While in the process of writing my proposed doctoral topic (linking pay cost management to the establishment and/or disallowance of business results), I came across a cool article. The title is wordy… but it is fascinating: “Performance Pay and Multidimensional Sorting: Productivity, Preferences, and Gender." It was written by Dohmen, Thomas and Falk, Armin and published in the American Economic Review**.
Here are some of the provocative antidotes:
- Output for variable pay systems, far exceeds those of fixed pay systems.
- Variable systems can create sorting mechanisms that discourage certain kinds of employees or great performers, in their specific field, from staying.
- Even those who hate this kind of performance pressure, will achieve better results. Meaning, if put under these variable schemes they will achieve more, but—and this is critical — they will sort themselves out of these pay systems and will leave if required. This sorting, therefore, can potentially harm the company where such important individuals would be best fitted to fixed pay systems as the dominant component of their total cash.
- As a whole, the researchers also found that females do not favor variable pay as a standard for performance systems, which is interesting when considering equal pay, and the high value that females bring to the workforce (read the article).
- Certain high performing individuals, with a mindset to perform, welcome meritocracy and the differentiated pay based on differentiated results and find variable pays systems that accurately measure their performance as a preferred mode of pay for performance.
Before saying this cannot be true, remember, this is an academic paper meeting the rigors of strenuous peer review for one of the world’s most prestigious Economic journals. And yet, what do we predominately see in variable pay designs? For the most part, we find the following:
Everyone is treated the same.
1. Many employees, regardless of type, even when normalizing the data with the elimination of sales positions, are for the most part in the same pay variable system.
2. All employees as a whole within their identical grade types have the same percentage of collective to individual performance in their variable bonus scheme.
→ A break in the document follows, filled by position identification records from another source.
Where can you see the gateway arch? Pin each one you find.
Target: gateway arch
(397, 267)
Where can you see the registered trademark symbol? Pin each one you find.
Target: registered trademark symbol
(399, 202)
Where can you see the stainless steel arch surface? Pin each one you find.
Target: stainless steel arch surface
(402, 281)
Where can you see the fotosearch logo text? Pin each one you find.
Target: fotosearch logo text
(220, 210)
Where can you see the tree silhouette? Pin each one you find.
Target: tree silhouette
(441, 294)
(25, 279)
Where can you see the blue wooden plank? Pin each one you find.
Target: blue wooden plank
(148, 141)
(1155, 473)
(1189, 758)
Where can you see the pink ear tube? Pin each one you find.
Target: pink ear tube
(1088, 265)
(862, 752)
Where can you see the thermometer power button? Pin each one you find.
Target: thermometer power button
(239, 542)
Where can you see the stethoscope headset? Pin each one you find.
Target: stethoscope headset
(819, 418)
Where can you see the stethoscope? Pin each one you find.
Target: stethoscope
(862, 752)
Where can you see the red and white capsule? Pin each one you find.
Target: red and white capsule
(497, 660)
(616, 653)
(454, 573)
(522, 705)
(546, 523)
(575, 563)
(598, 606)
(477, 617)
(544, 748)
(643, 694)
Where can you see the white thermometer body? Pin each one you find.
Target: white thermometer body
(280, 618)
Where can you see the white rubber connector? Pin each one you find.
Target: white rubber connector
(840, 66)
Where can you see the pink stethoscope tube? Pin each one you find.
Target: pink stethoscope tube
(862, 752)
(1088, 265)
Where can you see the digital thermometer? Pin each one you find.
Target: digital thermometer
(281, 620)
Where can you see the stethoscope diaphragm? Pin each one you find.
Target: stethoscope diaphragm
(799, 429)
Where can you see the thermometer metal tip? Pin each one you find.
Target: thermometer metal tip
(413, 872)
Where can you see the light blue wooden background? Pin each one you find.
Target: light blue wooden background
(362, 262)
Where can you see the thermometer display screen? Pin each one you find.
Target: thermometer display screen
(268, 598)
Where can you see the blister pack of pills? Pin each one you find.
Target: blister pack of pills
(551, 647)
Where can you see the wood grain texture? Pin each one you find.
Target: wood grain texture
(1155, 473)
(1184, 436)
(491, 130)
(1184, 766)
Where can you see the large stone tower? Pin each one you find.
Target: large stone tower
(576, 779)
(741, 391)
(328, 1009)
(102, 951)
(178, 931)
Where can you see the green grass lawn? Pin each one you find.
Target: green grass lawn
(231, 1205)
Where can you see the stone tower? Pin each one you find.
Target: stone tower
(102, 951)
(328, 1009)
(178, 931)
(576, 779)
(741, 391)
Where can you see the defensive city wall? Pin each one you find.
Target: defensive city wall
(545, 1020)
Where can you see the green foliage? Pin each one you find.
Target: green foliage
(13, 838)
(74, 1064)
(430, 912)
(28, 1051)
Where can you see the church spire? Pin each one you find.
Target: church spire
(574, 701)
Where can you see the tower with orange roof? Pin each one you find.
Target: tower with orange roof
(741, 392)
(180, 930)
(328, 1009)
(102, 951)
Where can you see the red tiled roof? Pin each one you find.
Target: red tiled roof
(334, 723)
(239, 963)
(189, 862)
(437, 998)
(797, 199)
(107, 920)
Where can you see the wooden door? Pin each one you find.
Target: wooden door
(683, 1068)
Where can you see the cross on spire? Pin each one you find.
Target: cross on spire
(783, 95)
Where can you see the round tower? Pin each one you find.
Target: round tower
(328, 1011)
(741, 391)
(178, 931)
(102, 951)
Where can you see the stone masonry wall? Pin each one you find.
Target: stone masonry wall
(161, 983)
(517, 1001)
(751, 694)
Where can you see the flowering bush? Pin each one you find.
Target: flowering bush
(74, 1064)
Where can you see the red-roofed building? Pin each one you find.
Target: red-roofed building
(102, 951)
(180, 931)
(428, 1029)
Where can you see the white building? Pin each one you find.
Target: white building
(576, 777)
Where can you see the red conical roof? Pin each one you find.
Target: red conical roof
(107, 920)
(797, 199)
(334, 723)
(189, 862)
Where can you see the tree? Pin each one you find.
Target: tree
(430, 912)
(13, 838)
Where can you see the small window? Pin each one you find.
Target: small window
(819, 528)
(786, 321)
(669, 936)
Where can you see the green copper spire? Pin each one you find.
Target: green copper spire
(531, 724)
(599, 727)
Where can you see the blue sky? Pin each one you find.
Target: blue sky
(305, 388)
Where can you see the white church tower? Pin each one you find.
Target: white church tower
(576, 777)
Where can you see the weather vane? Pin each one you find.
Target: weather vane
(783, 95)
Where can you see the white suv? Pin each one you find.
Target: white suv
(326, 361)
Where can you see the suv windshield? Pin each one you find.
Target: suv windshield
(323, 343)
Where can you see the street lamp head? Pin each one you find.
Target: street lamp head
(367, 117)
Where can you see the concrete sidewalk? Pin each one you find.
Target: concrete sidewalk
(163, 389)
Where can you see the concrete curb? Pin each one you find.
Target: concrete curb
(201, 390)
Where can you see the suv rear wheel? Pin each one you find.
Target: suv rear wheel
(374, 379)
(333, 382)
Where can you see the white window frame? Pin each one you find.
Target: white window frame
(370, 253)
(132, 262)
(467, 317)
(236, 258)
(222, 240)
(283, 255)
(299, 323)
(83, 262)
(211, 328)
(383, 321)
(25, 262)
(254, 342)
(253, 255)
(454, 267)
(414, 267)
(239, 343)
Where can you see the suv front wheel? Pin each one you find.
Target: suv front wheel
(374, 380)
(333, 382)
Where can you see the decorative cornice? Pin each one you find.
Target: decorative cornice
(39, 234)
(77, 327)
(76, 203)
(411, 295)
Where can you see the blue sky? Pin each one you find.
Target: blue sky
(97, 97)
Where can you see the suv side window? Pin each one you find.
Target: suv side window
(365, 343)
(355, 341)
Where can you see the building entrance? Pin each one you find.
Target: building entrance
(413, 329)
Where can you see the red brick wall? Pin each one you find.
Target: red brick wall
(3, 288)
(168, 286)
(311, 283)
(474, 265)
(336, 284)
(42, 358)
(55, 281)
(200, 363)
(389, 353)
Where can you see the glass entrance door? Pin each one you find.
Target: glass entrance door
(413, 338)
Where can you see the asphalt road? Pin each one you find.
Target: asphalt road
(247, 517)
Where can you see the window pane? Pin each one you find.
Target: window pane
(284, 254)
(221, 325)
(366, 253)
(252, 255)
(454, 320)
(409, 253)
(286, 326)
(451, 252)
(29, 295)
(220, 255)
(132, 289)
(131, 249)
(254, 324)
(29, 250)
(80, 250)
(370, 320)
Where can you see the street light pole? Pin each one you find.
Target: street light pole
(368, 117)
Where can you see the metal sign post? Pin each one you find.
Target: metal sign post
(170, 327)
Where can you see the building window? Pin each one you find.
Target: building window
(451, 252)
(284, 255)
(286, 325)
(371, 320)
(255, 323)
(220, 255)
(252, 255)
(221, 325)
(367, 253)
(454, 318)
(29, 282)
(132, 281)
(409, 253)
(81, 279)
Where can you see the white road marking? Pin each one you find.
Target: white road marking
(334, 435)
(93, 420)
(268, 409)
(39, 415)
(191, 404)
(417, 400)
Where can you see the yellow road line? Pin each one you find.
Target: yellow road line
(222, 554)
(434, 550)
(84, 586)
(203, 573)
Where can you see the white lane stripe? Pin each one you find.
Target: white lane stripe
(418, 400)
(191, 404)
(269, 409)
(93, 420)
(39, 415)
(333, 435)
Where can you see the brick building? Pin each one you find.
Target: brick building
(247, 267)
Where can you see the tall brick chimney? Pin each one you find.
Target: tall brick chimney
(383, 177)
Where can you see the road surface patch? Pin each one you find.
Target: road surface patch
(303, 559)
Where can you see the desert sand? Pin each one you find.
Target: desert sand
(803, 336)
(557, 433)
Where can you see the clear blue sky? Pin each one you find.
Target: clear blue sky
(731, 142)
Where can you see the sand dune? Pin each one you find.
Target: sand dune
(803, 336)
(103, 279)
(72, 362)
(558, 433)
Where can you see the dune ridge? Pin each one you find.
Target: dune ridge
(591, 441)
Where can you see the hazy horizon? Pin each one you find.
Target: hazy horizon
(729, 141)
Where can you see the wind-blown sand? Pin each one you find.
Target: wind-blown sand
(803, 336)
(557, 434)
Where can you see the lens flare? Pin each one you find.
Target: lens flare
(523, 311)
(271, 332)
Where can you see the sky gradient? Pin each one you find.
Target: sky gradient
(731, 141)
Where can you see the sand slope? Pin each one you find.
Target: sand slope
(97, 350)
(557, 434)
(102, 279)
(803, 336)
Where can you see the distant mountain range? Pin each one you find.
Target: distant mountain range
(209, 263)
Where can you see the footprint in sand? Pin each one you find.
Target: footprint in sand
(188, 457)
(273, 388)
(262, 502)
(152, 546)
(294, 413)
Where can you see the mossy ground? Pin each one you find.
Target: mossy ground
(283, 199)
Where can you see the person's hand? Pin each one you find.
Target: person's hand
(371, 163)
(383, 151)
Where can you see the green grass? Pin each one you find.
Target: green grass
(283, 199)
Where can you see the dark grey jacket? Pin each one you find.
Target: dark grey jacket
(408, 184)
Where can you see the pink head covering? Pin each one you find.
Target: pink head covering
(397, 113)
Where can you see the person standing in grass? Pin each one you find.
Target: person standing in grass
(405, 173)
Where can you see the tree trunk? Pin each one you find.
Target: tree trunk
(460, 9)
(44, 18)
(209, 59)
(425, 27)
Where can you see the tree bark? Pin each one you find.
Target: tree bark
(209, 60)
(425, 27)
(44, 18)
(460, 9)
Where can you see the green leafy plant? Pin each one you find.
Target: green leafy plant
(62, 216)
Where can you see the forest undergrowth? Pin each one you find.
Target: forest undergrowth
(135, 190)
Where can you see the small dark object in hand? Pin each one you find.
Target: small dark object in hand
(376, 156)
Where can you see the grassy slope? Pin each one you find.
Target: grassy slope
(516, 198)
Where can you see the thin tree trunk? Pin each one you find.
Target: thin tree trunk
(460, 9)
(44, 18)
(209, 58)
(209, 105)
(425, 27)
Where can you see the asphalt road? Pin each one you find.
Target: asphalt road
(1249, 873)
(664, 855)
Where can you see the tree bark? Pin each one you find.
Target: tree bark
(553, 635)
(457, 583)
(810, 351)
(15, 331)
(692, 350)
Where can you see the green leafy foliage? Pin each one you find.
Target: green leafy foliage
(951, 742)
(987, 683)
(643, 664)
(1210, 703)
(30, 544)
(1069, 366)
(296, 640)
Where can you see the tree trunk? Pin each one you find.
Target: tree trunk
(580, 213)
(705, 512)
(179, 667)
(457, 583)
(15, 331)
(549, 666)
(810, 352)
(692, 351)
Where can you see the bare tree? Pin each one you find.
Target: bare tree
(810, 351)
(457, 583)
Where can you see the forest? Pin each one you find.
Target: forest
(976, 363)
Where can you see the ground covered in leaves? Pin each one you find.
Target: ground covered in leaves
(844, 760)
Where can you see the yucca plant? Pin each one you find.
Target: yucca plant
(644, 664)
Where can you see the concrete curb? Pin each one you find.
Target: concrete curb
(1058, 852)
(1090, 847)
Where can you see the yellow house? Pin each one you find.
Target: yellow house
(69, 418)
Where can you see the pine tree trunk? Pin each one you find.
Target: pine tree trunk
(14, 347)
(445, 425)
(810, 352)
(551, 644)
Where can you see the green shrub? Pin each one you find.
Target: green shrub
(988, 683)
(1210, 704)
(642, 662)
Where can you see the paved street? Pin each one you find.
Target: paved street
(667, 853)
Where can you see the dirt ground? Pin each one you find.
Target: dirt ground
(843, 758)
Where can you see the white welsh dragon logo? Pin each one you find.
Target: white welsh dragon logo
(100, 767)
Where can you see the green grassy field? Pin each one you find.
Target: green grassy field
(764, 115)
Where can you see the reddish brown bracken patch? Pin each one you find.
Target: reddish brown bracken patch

So marketing, finance, HR etc. found in the same grade, would have the same bonus scheme.
The research is (correctly) suggesting this is wrong.
Just as lions do not eat hay and horses do not eat meat, we should, perhaps be mindful of how variable pay systems impact sorting. Everyone needs their own kind of food.
Yes, administrative complexity might limit this possibility. But remember what small agile businesses do – they differentiate. So, the question for all of us is:
What can you do to ensure that you have the right people sorted in the correct performance driven systems? And would it not, perhaps, be lovely to have the right profile of person in the right job with the right variable pay system allowing for the research to bear itself out with higher productive results?
Something to think about. This reminds me of a recent conversation I had with a CEO of a large NGO who, when he discovered my vocation, was quick to ask: “Can I pay some people in the same grade significantly more based on the value they create?” “Why do you ask?”, I replied. “Well, my Global Head of HR says that because all jobs have been appropriately sized, I must adhere to the pay band that each grade dictates."
I replied that this does not have to be the case. “Really?”, he replied. I clarified that as long as the governance is clear on the jobs that have been defined as creating significant value, and as long as the practice is not arbitrary and capricious, you can pay them as strategy requires.
This variable research says the same thing. We should not treat everyone the same. We should have variable pay systems that through their design can, to borrow a phrase from Harry Potter, sort the right people into the right house (job). Does it require magic? No. Just hard work.
** Performance Pay and Multidimensional Sorting: Productivity, Preferences, and Gender (Dohmen, Thomas; Falk, Armin.The American Economic Review; Nashville Sv. 101, Čís. 2, (Apr 2011): 556-590. DOI:10.1257/aer.101.2.556).